The Tuwaitha story makes a mockery of the administration’s vaunted concern with weapons of mass destruction. The U.S. military hastened to secure the Ministry of Oil in Baghdad from looters. But Iraq’s main nuclear facility was apparently not important enough to get similar protection.

The results were unfortunate for the poor villagers in the dun-colored concrete box homes of nearby Mansia, who purchased (or stole) barrels to store water or fuel on their roofs. Some dumped the uranium in their fields; others washed it out with their hands, which they then used for eating. Now they are terrified.

Um Karar, a 40-year-old mother of two in loose blue gown and head scarf, fidgets nervously in her sparsely furnished living room decorated with family photos and plastic flowers. She tells me she sold her barrel back for $3 (in a one-time program organized by the U.S. military that has retrieved about 100 barrels).

“Now we don’t feel anything, but maybe in the future we will be sick,” she says.

Mercifully, experts say such illness is unlikely – unless uranium dust or particles have been ingested, particularly by children. It would be nice if someone were offering to test the villagers.

“Saddam protected us,” says Um Karar in her desperation. “Now there is no security.”

From her roof, I can look just across the road and over a protective fence into “Location C” in Tuwaitha, three buildings in which U.N. weapons inspectors in white protective gear are trying to figure out how many barrels and how much yellowcake – the mixture of uranium oxides that is the product of the uranium extraction process – is missing. The administration didn’t want to let inspectors from the International Atomic Energy Agency back into Iraq. U.S. officials finally recognized, however, that they needed the help of the IAEA which has been monitoring Tuwaitha for years and is best prepared to assess how much uranium is missing.

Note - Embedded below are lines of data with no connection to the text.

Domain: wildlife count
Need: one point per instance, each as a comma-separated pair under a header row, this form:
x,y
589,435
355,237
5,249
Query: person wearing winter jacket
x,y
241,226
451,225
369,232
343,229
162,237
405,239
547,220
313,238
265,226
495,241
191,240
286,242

But the United States is trying to keep the IAEA mission totally under wraps.

The inspectors are kept isolated in the Rashid Hotel and are not allowed to speak to the press. Nor did U.S. officials permit them to bring a press officer from their Vienna headquarters.

When I try to drive toward Location C, where the IAEA team is working on a limited two-week assignment, I am stopped by Sgt. Steven Collier.

Standing in front of a tank, he tells me his superiors “don’t want nobody here right now. They don’t tell us why.”

Maybe U.S. officials are embarrassed. The natural uranium and yellowcake stored at Tuwaitha was not nuclear bomb grade material. But it could be used – if it reached the wrong hands – to make a so-called dirty bomb.

Col. Rick Thomas, a military spokesman, tells me the initial U.S. assessment about the yellowcake dumped out of the barrels was that “none of it was carried away.” Maybe. Maybe not. But why should that option have been left open to terrorists?

And why, in facilities other than Location C, is the looting apparently continuing? Hisham Abdel Malik, a Iraqi nuclear scientist who lives near Tuwaitha and has been inside the complex, told me that in buildings “where there are radioactive isotopes, there is looting every day.” He says the isotopes, which are in bright silver containers, “are sold in the black market or kept in homes.”

According to IAEA spokeswoman Melissa Fleming, such radioactive sources can kill on contact or pollute whole neighborhoods.

How could an administration that had hyped the danger of Saddam handing off nuclear materials to terrorists let Tuwaitha be looted? Maybe the hype was just hype … or maybe the Pentagon didn’t send enough troops to Iraq to do the job right.

Either answer is damning.

Trudy Rubin is a columnist and editorial-board member for the Philadelphia Inquirer.